Ao julgar a ação, votou pela sua procedência de modo que: (1) se declare a inconstitucionalidade do parágrafo único do art. 40 da Lei nº 9.279/1996, reconhecendo-se o estado de coisas inconstitucional no que tange à vigência das patentes no Brasil; e (2) se determine:

  1. a) ao Instituto Nacional da Propriedade Industrial que, no prazo de um ano: (i) proceda à contração de servidores com o fito de compor quadro de pessoal adequado à grande demanda do órgão; (ii) priorize as medidas de recuperação/restauração de documentos, no intuito de dar encaminhamento aos pedidos de patentes que, em razão de ilegibilidade documental, estão retidos ainda na fase de exame formal preliminar; (iii) priorize o desenvolvimento e a implantação de soluções tecnológicas que lhe permitam controlar o fluxo de pedidos de patentes, assim como automatizar e otimizar processos; (iv) priorize a normatização dos procedimentos técnicos de exame de patentes, no intuito de otimizar tais procedimentos e evitar que assuntos iguais sejam tratados de forma desigual por examinadores distintos; (v) continue a reunir esforços de modo a efetivamente cumprir as metas do Plano de Combate ao Backlog de Patentes, estabelecido pela instituição em 2019; (vi) conforme determinação do Tribunal de Contas da União, “(…)passe a publicar, em seu portal eletrônico disponível na internet, as filas de pedidos de patentes pendentes de decisão final administrativa de cada Divisão da Diretoria de Patentes, Programas de Computador e Topografias de Circuitos Integrados a que se refere – a área tecnológica do pedido, em caso de estar em análise de segunda instância –, com as informações de cada pedido, o estado em que se encontra e a existência ou não de prioridade de exame, com vistas a atender à obrigação de tornar públicas essas informações à sociedade, conforme dispõem o caput do art. 37 da Constituição Federal e o caput do art. 2º da Lei 9.784/99”; (vii) conforme determinação do TCU, “(…) passe a publicar, em separado, as informações de estoque e de tempo médio de tramitação dos pedidos de patente em fase de segunda instância administrativa, tratada na Coordenação-Geral de Recursos e Processos Administrativos de Nulidade, como forma de melhor transparecer essas informações à sociedade, à luz do que dispõem o caput do art. 37 da Constituição Federal e o caput do art. 2º da Lei 9.784/99”;
  2. b) à Agência Nacional de Vigilância Sanitária, conforme determinação do TCU, que “publique os critérios de análise a serem seguidos por seus analistas no âmbito da anuência prévia prevista no art. 229-C da Lei 9.279/1996 (Lei de Propriedade Industrial), com vistas a atender à obrigação de tornar transparente essas informações à sociedade, conforme dispõem o caput do art. 37 da Constituição Federal e o caput do art. 2º da Lei 9.784/99”; e
  3. c) à Secretaria de Ciência, Tecnologia e Insumos Estratégicos do Ministério da Saúde, conforme recomendação do TCU, que “estabeleça rotinas prospectivas de identificação de pedidos de patentes que contenham tecnologias relevantes para o atendimento à população, por meio das políticas públicas de acesso a medicamentos, com objetivo de subsidiar a operacionalização da priorização, prevista na Resolução INPI 239/2019, dos respectivos exames técnicos de patenteabilidade, à luz do que dispõem o caput do art. 37 da Constituição Federal e o caput do art. 2º da Lei 9.784/99”.

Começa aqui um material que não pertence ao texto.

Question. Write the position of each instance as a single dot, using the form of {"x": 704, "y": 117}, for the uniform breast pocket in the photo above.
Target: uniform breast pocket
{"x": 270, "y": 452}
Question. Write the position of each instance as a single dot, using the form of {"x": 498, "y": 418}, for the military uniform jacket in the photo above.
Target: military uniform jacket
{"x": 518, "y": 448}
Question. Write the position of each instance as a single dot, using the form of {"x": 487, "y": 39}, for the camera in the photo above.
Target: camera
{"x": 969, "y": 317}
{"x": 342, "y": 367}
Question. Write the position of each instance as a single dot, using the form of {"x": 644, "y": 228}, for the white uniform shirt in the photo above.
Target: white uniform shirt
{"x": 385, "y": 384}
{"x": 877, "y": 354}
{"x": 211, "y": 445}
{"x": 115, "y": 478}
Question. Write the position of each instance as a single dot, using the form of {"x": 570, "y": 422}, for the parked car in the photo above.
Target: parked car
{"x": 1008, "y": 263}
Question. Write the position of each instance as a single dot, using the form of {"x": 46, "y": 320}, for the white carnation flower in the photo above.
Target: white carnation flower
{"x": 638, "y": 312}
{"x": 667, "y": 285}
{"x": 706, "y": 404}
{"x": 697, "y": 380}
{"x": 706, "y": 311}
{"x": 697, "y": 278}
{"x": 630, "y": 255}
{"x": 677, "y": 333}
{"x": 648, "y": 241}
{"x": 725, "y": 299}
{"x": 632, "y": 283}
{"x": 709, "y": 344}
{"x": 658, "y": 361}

No tocante as modulações dos efeitos da decisão, conferindo-se a ela efeitos ex nunc, a partir da publicação da ata do julgamento, de forma a se manter a validade das patentes já deferidas e ainda vigentes em decorrência do referido preceito legal. Ficando ressalvadas da modulação (i) as ações judiciais em curso e (ii) as patentes concedidas com extensão de prazo relacionadas a produtos e processos farmacêuticos e a equipamentos e/ou materiais de uso em saúde, para as quais se opera o efeito ex tunc, respeitado o prazo de vigência da patente estabelecido no caput do art. 40 da Lei 9.279/1996.

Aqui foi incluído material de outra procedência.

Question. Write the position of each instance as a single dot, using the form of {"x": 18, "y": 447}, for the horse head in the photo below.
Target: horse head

Ao votar, o ministro Nunes Marques afirmou que estamos diante de um estado de coisa inconstitucional e que, com o dispositivo impugnado, empresas já atuaram sem concorrência por prazos superiores a 30 anos. Acompanhou o voto do relator.

O ministro Alexandre de Moraes seguiu o relator, mas não reconheceu o estado de coisa inconstitucional.

O julgamento foi suspenso, retornando amanhã (06.05).